Raiden Tameimon (谷風梶之助?) (né en ), de son vrai nom Seki Tarōkichi, est l'un des plus grands lutteurs sumo de l'histoire, bien qu'il ne soit jamais devenu yokozuna[1], ce qui constitue une énigme historique. Au total, il comptabilise 254 victoires pour seulement 10 défaites, soit un pourcentage de victoires de 96,2%, un record encore invaincu aujourd'hui[2]. Il domine tellement le monde du sumo que les officiels en arrivent à lui interdire d'utiliser ses techniques favorites afin de garder l'intérêt des combats.

Biographie[modifier | modifier le code]

Raiden est né dans une famille d'agriculteurs d'un village rural de la province de Shinano. Il aurait été doté d'un gabarit imposant dès son enfance. Son père, Hanemon, grand amateur de sumo autant que de saké, autorise son fils de 14 ans à apprendre le sumo à Nagaze (aujourd'hui appelé Murokocho), le village voisin. À 17 ans, le maître de l'écurie Urakaze le remarque après son arrivée dans la région alors qu'il est en jungyō (tournée régionale) avec ses lutteurs. Il est particulièrement impressionné par le physique du jeune homme, qui est extraordinaire pour l'époque.
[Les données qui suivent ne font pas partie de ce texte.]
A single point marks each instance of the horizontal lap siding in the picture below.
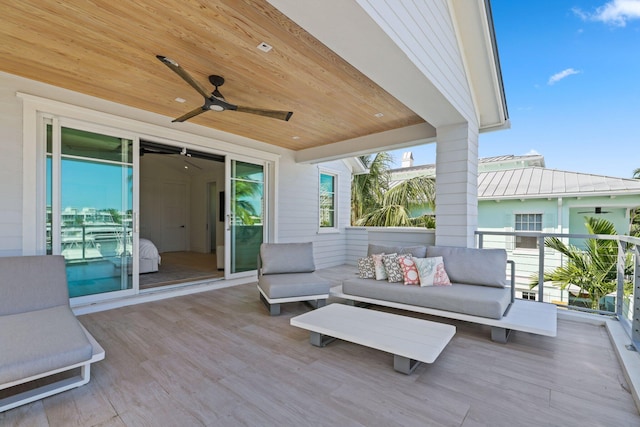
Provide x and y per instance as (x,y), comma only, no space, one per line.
(298,209)
(426,34)
(359,239)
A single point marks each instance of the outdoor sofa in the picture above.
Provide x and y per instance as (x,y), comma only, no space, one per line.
(482,291)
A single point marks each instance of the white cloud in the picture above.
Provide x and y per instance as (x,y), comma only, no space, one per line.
(562,75)
(614,12)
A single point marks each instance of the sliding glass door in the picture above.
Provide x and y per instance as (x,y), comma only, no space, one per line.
(90,206)
(245,219)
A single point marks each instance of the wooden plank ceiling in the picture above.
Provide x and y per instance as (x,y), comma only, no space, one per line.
(107,49)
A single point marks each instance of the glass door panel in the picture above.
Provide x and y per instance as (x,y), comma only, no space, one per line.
(95,210)
(246,215)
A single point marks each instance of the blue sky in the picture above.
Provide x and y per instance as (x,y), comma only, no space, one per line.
(571,73)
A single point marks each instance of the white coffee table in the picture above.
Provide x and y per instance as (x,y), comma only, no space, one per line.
(410,340)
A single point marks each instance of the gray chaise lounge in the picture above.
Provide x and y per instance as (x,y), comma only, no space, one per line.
(39,334)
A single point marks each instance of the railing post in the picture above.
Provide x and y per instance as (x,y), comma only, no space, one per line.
(541,268)
(620,278)
(635,315)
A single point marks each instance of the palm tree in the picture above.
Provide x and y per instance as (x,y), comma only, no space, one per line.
(375,202)
(367,190)
(593,269)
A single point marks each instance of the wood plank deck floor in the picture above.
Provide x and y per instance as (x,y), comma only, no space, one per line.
(217,359)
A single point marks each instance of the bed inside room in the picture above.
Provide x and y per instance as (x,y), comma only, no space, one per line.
(180,227)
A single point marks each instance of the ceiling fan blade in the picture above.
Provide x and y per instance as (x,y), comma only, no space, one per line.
(274,114)
(173,65)
(190,114)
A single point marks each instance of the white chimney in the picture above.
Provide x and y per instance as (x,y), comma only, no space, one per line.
(407,159)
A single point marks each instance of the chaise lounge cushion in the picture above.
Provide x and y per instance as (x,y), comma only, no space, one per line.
(473,300)
(280,258)
(31,283)
(293,285)
(41,341)
(486,267)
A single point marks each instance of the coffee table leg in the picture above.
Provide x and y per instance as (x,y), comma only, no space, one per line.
(404,364)
(319,340)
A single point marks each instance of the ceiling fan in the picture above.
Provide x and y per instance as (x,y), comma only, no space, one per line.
(214,100)
(597,211)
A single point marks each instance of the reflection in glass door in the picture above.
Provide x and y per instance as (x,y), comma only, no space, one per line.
(93,205)
(246,215)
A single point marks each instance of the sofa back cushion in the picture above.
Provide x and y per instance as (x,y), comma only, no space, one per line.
(416,251)
(486,267)
(30,283)
(278,258)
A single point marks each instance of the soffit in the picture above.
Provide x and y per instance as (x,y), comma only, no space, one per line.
(107,49)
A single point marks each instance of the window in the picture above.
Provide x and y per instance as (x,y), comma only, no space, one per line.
(328,200)
(528,222)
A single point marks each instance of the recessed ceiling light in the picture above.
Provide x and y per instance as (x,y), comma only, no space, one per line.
(265,47)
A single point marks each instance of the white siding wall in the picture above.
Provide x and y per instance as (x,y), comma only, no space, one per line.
(358,239)
(456,186)
(424,31)
(10,173)
(298,208)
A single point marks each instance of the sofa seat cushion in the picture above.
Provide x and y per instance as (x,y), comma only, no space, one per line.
(483,301)
(40,341)
(293,285)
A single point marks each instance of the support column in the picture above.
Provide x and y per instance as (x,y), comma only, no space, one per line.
(456,185)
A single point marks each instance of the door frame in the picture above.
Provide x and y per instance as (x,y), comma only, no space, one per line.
(63,122)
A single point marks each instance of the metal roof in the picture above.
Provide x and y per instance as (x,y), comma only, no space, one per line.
(535,182)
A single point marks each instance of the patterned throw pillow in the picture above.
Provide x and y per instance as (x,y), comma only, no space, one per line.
(409,270)
(391,265)
(381,273)
(366,268)
(431,272)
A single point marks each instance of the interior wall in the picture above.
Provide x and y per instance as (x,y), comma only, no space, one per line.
(155,170)
(154,173)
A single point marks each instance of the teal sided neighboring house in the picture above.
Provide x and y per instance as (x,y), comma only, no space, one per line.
(518,193)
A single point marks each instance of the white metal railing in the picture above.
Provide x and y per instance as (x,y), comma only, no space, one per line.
(622,303)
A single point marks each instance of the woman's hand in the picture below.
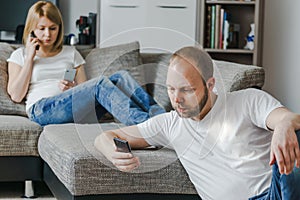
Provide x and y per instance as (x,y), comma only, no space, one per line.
(65,85)
(31,45)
Le jeune Raiden mesure 1,97 m, soit trois têtes de plus que la plupart de ses contemporains. Il dispose également de longs bras et de grandes mains. Une empreinte de main conservée au temple Shōfuku-ji près d'Okayama, qui est présentée comme celle de Raiden, mesure 24 cm du bout du majeur jusqu'au poignée. Quand Raiden est entraîné comme lutteur, il développe un poids de 169 kg[3].
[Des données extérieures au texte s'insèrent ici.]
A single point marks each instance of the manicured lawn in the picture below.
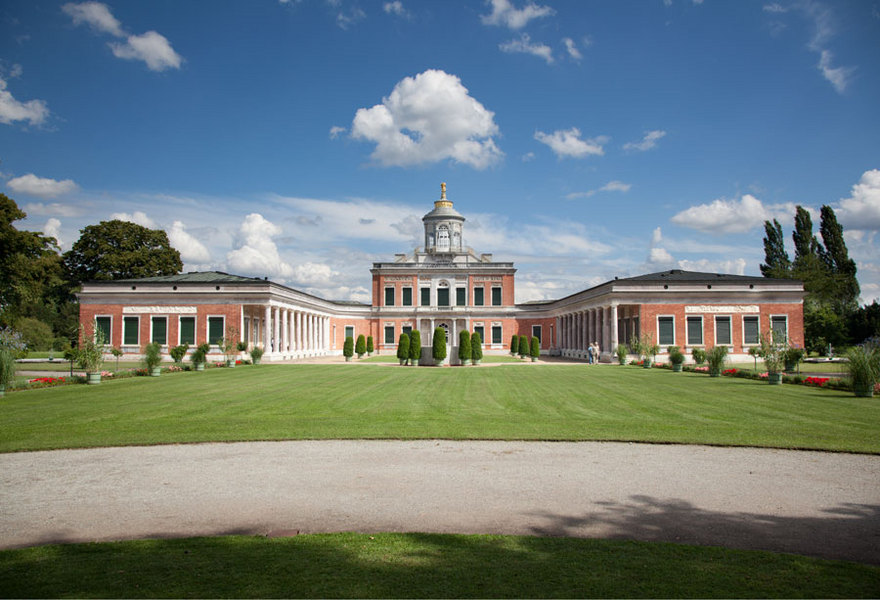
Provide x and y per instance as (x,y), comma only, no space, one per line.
(421,565)
(544,402)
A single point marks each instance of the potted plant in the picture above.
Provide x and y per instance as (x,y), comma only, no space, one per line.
(621,352)
(438,347)
(199,356)
(348,349)
(715,357)
(863,367)
(415,348)
(464,347)
(90,355)
(772,353)
(153,358)
(676,358)
(476,348)
(403,349)
(792,356)
(178,352)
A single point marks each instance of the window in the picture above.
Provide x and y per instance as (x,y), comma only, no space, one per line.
(442,296)
(215,329)
(666,331)
(695,331)
(779,325)
(130,327)
(722,331)
(102,326)
(188,330)
(751,331)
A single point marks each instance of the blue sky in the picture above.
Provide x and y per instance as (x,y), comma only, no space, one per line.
(304,140)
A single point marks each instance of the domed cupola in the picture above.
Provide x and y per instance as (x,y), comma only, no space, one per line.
(443,226)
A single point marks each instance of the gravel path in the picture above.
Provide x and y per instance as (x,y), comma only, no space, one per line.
(812,503)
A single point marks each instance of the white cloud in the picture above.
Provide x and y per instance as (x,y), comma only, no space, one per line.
(191,250)
(568,143)
(96,15)
(731,216)
(571,48)
(42,187)
(429,118)
(861,211)
(524,45)
(152,48)
(505,14)
(137,217)
(611,186)
(256,254)
(647,142)
(11,110)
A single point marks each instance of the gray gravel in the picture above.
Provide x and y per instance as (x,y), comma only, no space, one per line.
(813,503)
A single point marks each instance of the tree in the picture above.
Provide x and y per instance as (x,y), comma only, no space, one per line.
(776,262)
(120,250)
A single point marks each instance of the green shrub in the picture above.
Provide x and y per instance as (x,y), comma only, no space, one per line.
(152,356)
(464,345)
(415,347)
(178,352)
(438,345)
(403,348)
(476,346)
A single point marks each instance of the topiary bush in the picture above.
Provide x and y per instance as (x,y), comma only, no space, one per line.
(438,346)
(464,347)
(415,347)
(403,349)
(476,348)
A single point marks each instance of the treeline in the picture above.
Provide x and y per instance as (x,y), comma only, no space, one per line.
(832,314)
(38,282)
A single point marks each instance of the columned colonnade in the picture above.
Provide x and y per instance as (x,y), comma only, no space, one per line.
(577,329)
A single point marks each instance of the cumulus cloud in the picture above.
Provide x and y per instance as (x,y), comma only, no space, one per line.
(861,211)
(42,187)
(568,143)
(191,250)
(256,252)
(151,47)
(731,216)
(505,14)
(11,110)
(429,118)
(647,142)
(524,45)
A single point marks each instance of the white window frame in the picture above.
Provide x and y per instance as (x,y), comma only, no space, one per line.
(730,329)
(660,343)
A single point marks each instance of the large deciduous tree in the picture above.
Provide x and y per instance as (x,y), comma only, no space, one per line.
(120,250)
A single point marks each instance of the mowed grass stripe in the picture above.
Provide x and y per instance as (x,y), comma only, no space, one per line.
(547,402)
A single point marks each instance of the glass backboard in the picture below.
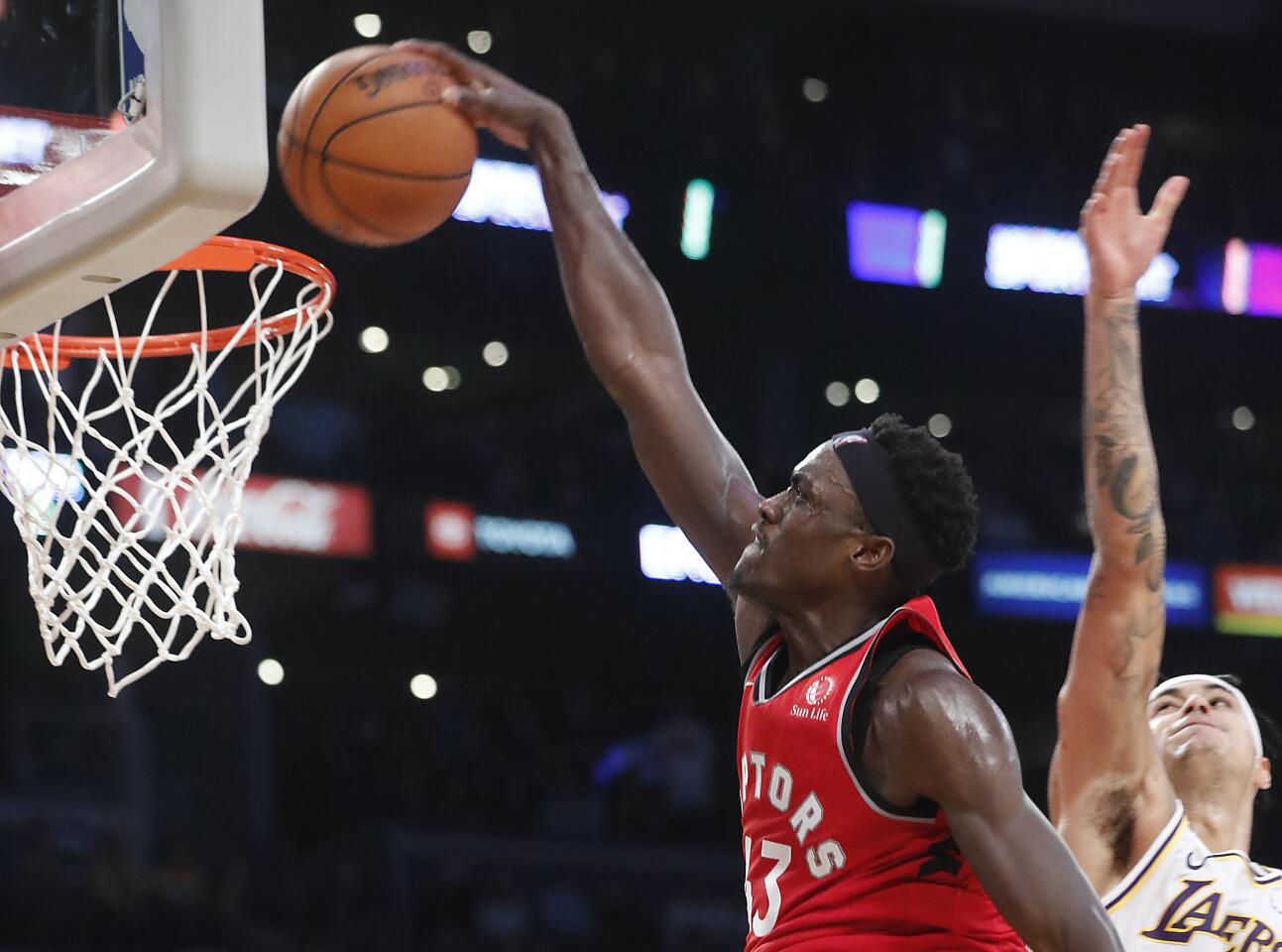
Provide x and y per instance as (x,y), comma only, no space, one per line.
(130,132)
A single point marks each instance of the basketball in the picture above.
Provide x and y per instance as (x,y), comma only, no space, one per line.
(368,152)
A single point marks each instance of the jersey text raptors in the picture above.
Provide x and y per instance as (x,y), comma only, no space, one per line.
(828,865)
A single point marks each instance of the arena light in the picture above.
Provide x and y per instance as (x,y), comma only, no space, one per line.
(814,90)
(455,532)
(423,686)
(495,353)
(696,221)
(1252,279)
(511,194)
(368,25)
(667,554)
(1050,585)
(375,340)
(1243,418)
(895,244)
(271,671)
(837,394)
(1053,261)
(436,379)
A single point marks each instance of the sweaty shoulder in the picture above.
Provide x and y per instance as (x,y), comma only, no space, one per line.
(936,733)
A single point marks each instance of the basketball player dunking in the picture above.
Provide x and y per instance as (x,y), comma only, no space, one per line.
(1151,785)
(880,791)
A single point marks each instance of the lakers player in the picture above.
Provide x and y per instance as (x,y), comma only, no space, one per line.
(880,793)
(1151,785)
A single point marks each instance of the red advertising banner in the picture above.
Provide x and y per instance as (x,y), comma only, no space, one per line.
(279,515)
(1249,599)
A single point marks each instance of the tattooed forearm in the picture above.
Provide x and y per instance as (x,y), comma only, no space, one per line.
(1122,499)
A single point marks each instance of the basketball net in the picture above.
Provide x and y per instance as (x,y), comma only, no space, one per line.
(131,534)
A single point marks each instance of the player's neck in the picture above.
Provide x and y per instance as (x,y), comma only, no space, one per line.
(1220,819)
(814,632)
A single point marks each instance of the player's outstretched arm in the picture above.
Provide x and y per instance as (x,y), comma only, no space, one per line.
(624,319)
(943,738)
(1106,773)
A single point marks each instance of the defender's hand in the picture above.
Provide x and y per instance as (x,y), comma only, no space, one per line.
(1120,240)
(491,100)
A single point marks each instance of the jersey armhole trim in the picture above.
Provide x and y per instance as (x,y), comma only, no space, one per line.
(754,655)
(922,812)
(1129,885)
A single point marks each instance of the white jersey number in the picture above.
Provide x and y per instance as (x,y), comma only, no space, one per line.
(782,856)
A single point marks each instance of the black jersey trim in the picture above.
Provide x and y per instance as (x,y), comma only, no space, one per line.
(759,695)
(753,655)
(849,732)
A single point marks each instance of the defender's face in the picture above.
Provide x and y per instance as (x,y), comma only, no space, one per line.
(803,536)
(1200,719)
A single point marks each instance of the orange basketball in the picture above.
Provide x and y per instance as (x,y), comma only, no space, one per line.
(370,153)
Quand Urakaze Kazuki l'invite à Edo et commence à l'entraîner, il apparaît que Raiden ne possède pas seulement le corps d'un géant (selon les standards japonais du XVIIIe siècle) mais également un talent pour le sumo. Il est particulièrement doué pour les techniques oshi-sumo et est capable de se déplacer très vite par rapport à sa taille. Raident quitte rapidement l'écurie et rejoint non-officiellement l'écurie Isenoumi (en), où le yokozuna Tanikaze Kajinosuke devient son entraîneur.

Carrière sumo professionnel[modifier | modifier le code]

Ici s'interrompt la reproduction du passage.